Diseases and ailments

General medicine assesses erythrocyte aggregation in terms of pseudoaggregation as a physiological process. This view is contradicted by alternative medicine. Money roll formation is considered by many alternative physicians to be a pathologic event. In alternative medicine, therefore, the phenomenon is used to diagnose various diseases. In this context, alternative physicians resort to dark field vital blood diagnostics. In the corresponding tests, alleged blood damage caused by electromagnetic fields can also be detected. Meanwhile, scientific studies do not allow general medicine to identify any connection between the money roll formation of red blood cells and damage to the blood.

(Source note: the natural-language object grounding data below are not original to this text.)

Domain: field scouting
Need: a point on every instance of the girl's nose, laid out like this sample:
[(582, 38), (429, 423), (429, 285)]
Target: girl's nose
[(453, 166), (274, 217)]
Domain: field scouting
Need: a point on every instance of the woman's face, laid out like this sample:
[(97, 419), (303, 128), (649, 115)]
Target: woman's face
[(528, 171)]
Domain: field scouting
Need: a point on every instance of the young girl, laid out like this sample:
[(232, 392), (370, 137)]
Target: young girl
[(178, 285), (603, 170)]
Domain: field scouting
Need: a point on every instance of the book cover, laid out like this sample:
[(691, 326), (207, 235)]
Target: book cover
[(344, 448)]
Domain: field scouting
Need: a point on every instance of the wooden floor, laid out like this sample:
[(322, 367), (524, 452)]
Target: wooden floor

Orthodox physicians also consider damage to the blood by electromagnetic fields to be inaccurate. In the blood smear, demonstrably healthy people show an erythrocyte aggregation in the sense of a pseudoaggregation or money roll formation. In orthodox medicine, erythrocyte aggregation is considered physiological up to a certain degree. However, if this degree is exceeded, even orthodox physicians speak of a pathological phenomenon. A particularly high degree of erythrocyte and platelet aggregation is seen, for example, in the context of so-called immune complex diseases. These diseases are caused by deposits of immune complexes within the tissues. The individual antibodies can be directed against foreign antigens or against autoantigens. The latter is the case, for example, in systemic lupus erythematosus or rheumatoid arthritis. As a rule, these are IgG isotype antibodies that activate the complement system and thus cause inflammation. Blood clotting is affected by the inflammation. Increased aggregation of red blood cells occurs in this setting because fibrinogen, for example, shows a beneficial effect on red blood cell aggregation.